Battered by the coronavirus outbreak in the country, the multiplex industry in India is expected to approach the Centre for a relief package, including deferment of certain taxes.
At present, the sector is one of the worst hit by the coronavirus (Covid - 19) pandemic.
While footfalls had started to recede from February - end due to the lean season, the health scare has worsened the economic condition.
Besides, many state governments have ordered closure of multiplexes in the wake of the Covid - 19 outbreak in the country.
Industry insiders contend that restricted cash flows and mounting incremental costs such as rentals and operational expenses have left the sector in an untenable financial position.
Consequently, the industry is likely to seek immediate tax relief, among other measures, which it will propose to the government.
Nevertheless, the lean movie season with barely any major Indian or foreign film release has somewhat mitigated the opportunity cost that the industry currently faces.
However, on standalone level, major chains such as INOX have welcomed the government's safety moves and cited full compliance with these measures.

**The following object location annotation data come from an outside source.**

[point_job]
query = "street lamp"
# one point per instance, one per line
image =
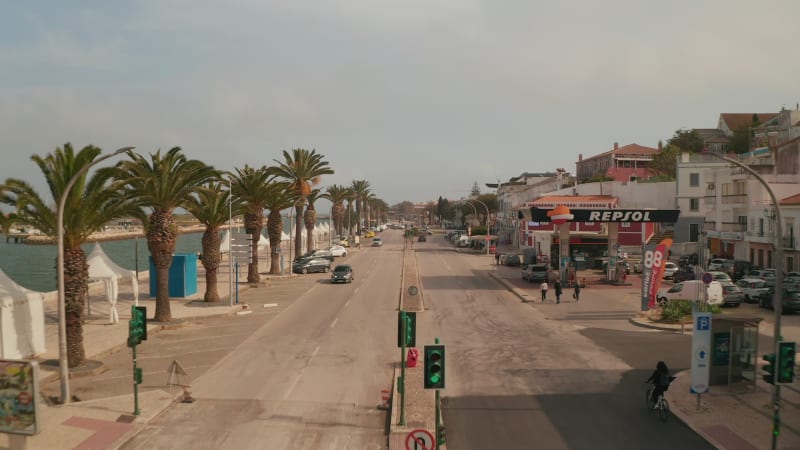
(777, 303)
(62, 322)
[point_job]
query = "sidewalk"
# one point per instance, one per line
(105, 422)
(735, 418)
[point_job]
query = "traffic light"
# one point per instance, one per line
(410, 326)
(786, 360)
(137, 326)
(434, 367)
(769, 377)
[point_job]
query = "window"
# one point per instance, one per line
(694, 232)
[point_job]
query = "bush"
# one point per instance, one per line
(678, 310)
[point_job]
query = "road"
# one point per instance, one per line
(523, 376)
(308, 378)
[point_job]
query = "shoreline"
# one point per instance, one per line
(101, 236)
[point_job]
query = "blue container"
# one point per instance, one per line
(182, 275)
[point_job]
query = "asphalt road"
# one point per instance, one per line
(522, 376)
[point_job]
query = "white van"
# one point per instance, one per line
(691, 290)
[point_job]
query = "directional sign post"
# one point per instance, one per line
(701, 357)
(420, 439)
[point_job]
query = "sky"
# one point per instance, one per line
(420, 98)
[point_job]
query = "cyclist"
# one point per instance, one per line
(660, 380)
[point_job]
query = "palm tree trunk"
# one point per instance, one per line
(211, 259)
(298, 228)
(76, 277)
(161, 238)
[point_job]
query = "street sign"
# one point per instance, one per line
(420, 439)
(701, 355)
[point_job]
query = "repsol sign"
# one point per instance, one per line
(613, 215)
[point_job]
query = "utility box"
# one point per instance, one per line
(734, 350)
(182, 275)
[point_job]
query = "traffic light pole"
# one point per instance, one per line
(402, 381)
(135, 386)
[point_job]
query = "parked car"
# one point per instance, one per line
(790, 303)
(753, 288)
(767, 275)
(307, 265)
(535, 272)
(691, 290)
(338, 250)
(732, 295)
(343, 273)
(683, 274)
(318, 253)
(513, 260)
(669, 269)
(720, 276)
(716, 264)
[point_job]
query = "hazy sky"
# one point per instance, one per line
(420, 98)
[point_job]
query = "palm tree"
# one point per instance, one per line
(360, 190)
(336, 194)
(90, 205)
(302, 169)
(213, 205)
(251, 186)
(282, 197)
(162, 184)
(310, 217)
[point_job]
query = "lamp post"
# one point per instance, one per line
(777, 300)
(62, 322)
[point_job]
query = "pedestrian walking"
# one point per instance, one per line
(557, 287)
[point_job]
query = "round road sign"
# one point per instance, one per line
(420, 439)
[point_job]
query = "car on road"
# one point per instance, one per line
(318, 253)
(683, 274)
(753, 288)
(343, 273)
(732, 295)
(669, 269)
(338, 250)
(716, 264)
(307, 265)
(767, 275)
(535, 273)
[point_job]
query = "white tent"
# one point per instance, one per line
(21, 320)
(226, 242)
(102, 268)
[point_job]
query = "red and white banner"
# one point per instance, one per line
(657, 263)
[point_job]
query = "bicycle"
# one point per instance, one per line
(661, 405)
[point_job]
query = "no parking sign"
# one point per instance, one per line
(420, 439)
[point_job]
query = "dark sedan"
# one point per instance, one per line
(343, 273)
(307, 265)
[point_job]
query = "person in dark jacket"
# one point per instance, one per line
(660, 379)
(558, 289)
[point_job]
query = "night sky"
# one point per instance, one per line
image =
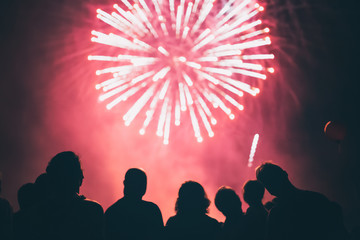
(49, 104)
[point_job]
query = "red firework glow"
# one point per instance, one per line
(186, 56)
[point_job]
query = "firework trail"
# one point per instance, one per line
(181, 57)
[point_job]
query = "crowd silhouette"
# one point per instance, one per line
(52, 208)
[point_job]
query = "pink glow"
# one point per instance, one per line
(170, 49)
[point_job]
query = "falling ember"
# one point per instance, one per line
(253, 149)
(182, 57)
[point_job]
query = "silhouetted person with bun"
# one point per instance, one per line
(229, 204)
(131, 217)
(298, 214)
(64, 214)
(5, 217)
(191, 220)
(256, 214)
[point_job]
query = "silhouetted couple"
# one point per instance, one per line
(52, 208)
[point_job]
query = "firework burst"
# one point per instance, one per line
(182, 57)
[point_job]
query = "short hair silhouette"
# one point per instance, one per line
(64, 172)
(135, 182)
(26, 196)
(273, 177)
(192, 198)
(227, 201)
(253, 192)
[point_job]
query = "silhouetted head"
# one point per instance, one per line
(274, 178)
(192, 198)
(64, 172)
(135, 183)
(227, 201)
(26, 196)
(253, 192)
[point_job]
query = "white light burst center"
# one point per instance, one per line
(182, 57)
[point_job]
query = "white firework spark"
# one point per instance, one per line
(183, 56)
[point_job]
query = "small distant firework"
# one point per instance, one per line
(176, 57)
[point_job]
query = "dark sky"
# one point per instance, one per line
(47, 105)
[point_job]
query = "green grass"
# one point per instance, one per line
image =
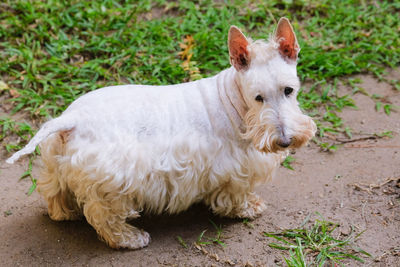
(315, 245)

"Assigning top priority to health and well - being of our guests, we will fully respect and follow the government's directives to keep the cinemas closed as a preventive measure, " Multiplex major INOX's Group Director Siddharth Jain told IANS.
"Currently, we are not ascertaining the impact on the business. . .
Once the situation normalises, and movie releases get back on schedule, we are sure that our guests will start thronging the cinemas like they always do, " Jain added.
In a statement, Mohan Umrotkar, CEO, Carnival Cinemas, said: "Definitely Covid - 19 has affected the businesses immensely.
March has been impacted badly as compared to last year, so was the last quarter.
"This quarter is completely washed out and shall be down at least 40 - 50 per cent as compared to last year.
First because the movie line - up was weak and then the Covid - 19 impact in March.